The National Organization of Russian Explorers or N.O.R.R. (from the Russian abbreviation), was modeled after the ‘Poteshnii.’ When Peter the Great was growing up, a group of boys his age were assembled as his companions and playmates. They became known as Poteshnii. They came mainly from the villages of Preobrazhenskoe, Semionovskoe, and Ismailovskoe. As with many boys their age, their favorite games were war games, such as attacking and defending fortresses. This was the foundation for three future Guard regiments – the Preobrazhensky, Semyonovsky and Ismailovsky regiments, which served very loyally up until the 1917 revolution.
By the time Peter the Great came of age, the Poteshnii, became a military force. Grand princes served in Poteshnii detachments during the reign of tsar Nicholas I. During the rule of Alexander II, work in the ranks of the Poteshnii continued with a new generation. The failed Russo-Japanese war roused Russian society, summoning a strong nationalistic reaction from the Russian people. It was realized that patriotic-based education was needed. In 1908, Lutskevich, the inspector of public schools in the city of Bahmut, organized a detachment of Poteshnii. On Easter Sunday of 1910, the heir apparent, Alexei Nikolaevich, became honorary commander of this detachment, and Lutskevich was awarded high honors. In the summer of that same 1910 year, in St. Petersburg, almost three thousand Poteshnii were present for a review. The Poteshnii movement quickly grew all over Russia. Detachments of Poteshnii sprang up in all sorts of educational institutions. At the same time, at the Alexandrovsky Military Academy in Moscow, company commander Zaharchenko organized a detachment of 'Razvedchiki’ (Explorers as the Poteshnii movement was now known). On their head gear, they wore the Opolchenski cross – a symbol of Christianity and Orthodoxy, as well as, a symbol of honor, dignity, and security of the homeland. In 1911 in Kiev, the great Russian patriot, Peter Arkadievich Stolypin, reviewed a parade of Poteshnii a few hours before his assassination.
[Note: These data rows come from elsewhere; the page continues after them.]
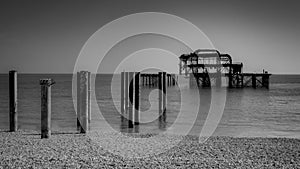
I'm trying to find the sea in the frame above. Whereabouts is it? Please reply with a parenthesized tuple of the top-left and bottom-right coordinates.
(0, 74, 299, 138)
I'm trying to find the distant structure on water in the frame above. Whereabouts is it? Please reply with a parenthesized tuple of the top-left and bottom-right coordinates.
(179, 49, 271, 89)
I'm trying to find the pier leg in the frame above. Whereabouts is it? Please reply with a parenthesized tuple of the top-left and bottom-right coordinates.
(79, 71, 89, 133)
(40, 79, 55, 139)
(216, 70, 222, 88)
(162, 72, 167, 121)
(128, 72, 134, 128)
(172, 74, 176, 86)
(125, 72, 129, 118)
(121, 72, 125, 121)
(9, 70, 18, 132)
(228, 72, 233, 88)
(76, 72, 80, 131)
(262, 74, 270, 89)
(134, 72, 140, 125)
(252, 74, 257, 89)
(88, 72, 91, 124)
(158, 72, 163, 121)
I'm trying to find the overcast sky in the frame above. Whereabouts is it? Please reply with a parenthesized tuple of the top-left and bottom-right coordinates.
(0, 0, 299, 74)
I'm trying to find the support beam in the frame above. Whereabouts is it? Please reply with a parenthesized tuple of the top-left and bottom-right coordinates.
(78, 71, 89, 133)
(252, 74, 257, 89)
(125, 72, 129, 116)
(40, 79, 55, 139)
(134, 72, 140, 125)
(162, 72, 167, 121)
(9, 70, 18, 132)
(121, 72, 125, 121)
(128, 72, 134, 128)
(88, 72, 91, 124)
(158, 72, 163, 120)
(76, 72, 80, 131)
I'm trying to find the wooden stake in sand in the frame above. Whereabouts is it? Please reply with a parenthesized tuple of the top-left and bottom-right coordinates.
(87, 71, 91, 123)
(162, 72, 167, 121)
(40, 79, 55, 139)
(121, 72, 125, 121)
(9, 70, 18, 132)
(125, 72, 129, 119)
(158, 72, 163, 121)
(128, 72, 134, 128)
(134, 72, 140, 125)
(78, 71, 89, 133)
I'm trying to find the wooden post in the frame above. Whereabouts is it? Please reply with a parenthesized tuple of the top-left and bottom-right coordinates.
(9, 70, 17, 132)
(228, 68, 233, 88)
(158, 72, 163, 120)
(76, 72, 81, 131)
(241, 74, 244, 88)
(252, 74, 256, 89)
(162, 72, 167, 121)
(125, 72, 129, 116)
(121, 72, 125, 121)
(128, 72, 134, 128)
(134, 72, 140, 125)
(87, 72, 91, 124)
(79, 71, 88, 133)
(172, 74, 176, 86)
(216, 71, 222, 87)
(262, 74, 270, 89)
(40, 79, 55, 139)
Among Russian diaspora, the idea of the Poteshnii was revived by Colonel Pavel Bogdanovich, formerly of the Regimental Staff of General Kutepov. There were branches in the Far East, France, Bulgaria, and Morocco. After the mass movement of Russians to the United States, work was again renewed. With much help and active involvement of Protopriest Seraphim Slobodskoy, the organization was registered in New York State and in 1967, the first summer camp opened in the Catskill Mountains.